Roland West, Loner
Heart racing, fourteen-year-old Roland West leaped down the staircase and sailed over the last few steps. His bare feet landed with a thud and a squeak on the hardwood floor. His gaze snapped to the end of the long hallway as his older brother Jarret zipped around the corner away from him.
“Give it back,” Roland shouted, tearing down the hall after him. Did he have to hide everything to keep a shred of privacy around here?

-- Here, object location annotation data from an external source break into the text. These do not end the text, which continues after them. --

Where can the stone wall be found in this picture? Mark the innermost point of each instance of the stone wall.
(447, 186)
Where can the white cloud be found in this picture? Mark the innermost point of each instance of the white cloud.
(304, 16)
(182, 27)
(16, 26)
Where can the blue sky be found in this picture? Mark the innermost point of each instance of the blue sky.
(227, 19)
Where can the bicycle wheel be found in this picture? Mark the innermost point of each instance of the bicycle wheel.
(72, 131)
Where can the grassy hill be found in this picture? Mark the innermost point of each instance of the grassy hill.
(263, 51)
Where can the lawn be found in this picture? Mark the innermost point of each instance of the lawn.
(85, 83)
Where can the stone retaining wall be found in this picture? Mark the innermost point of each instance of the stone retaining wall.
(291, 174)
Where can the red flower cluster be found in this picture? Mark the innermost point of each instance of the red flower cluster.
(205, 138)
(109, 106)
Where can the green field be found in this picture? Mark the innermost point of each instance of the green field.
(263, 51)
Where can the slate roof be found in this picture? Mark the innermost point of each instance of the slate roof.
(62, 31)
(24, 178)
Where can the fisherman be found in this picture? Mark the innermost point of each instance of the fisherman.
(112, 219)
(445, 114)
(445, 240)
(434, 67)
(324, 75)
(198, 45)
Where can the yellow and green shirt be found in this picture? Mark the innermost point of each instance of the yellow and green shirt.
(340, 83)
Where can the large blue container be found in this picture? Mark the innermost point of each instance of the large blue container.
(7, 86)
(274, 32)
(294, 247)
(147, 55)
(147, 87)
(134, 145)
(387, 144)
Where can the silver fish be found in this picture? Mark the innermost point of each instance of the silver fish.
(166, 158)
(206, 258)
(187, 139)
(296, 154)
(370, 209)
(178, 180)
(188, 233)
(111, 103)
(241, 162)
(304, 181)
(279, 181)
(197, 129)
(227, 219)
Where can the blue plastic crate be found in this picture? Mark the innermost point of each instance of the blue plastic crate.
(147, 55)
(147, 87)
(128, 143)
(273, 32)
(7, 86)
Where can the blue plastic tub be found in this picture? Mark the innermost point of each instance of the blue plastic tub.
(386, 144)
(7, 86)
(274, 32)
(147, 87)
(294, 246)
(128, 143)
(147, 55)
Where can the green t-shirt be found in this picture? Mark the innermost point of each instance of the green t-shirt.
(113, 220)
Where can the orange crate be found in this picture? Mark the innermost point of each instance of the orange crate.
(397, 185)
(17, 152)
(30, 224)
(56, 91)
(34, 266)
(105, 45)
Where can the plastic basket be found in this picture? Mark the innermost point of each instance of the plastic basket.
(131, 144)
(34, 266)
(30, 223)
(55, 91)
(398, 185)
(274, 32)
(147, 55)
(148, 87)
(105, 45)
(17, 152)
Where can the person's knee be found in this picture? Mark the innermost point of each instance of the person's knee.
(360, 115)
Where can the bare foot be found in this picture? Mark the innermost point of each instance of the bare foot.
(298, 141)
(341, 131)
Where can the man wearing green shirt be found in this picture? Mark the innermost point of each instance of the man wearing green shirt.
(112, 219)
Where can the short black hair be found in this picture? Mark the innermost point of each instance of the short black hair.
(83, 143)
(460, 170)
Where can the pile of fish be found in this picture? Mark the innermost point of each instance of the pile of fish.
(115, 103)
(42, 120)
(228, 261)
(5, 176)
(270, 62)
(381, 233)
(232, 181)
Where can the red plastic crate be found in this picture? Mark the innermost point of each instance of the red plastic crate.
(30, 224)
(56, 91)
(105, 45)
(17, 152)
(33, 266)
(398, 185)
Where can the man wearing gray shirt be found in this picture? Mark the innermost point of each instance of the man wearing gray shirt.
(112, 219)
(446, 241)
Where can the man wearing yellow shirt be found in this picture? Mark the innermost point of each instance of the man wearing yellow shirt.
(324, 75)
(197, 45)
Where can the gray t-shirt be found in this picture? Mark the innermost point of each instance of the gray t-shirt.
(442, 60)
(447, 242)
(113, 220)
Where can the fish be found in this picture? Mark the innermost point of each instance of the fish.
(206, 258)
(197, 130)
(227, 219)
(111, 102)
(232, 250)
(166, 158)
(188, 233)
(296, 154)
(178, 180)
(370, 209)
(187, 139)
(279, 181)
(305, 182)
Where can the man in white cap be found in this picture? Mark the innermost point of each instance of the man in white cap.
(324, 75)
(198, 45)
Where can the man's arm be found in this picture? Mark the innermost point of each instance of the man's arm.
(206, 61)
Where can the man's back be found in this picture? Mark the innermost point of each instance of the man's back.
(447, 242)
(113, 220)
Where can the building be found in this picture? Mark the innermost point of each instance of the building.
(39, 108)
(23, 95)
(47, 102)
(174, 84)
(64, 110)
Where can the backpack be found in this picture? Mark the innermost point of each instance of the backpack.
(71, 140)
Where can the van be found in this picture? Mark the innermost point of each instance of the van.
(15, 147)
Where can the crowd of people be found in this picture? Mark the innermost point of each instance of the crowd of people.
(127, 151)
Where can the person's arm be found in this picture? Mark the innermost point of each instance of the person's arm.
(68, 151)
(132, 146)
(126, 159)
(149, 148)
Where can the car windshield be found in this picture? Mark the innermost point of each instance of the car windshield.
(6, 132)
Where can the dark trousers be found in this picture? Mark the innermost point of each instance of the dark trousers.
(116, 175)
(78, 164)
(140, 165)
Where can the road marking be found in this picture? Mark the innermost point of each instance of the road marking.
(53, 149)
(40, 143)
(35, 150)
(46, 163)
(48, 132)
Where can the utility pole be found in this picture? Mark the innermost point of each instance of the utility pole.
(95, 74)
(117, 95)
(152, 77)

Footsteps sounded behind Roland. Keefe, Jarret’s twin brother, coming up the hall. He wouldn’t pose a threat unless Jarret gave him a command. If Jarret ordered it, Keefe did it.
At the end of the hallway, Roland skidded into the great room, a spacious chamber of shadows and formal furnishings whose sole light came from glowing dark red drapes. Back on track, Roland flung open the double doors and swept the family room with his gaze.
Light streamed through open windows on either side of the entertainment center, animating the suit of armor in the corner and the antique shields and weapons on the walls. A two-sided fireplace stood between the great room and family room, separating the formal decor from the edgy, medieval design.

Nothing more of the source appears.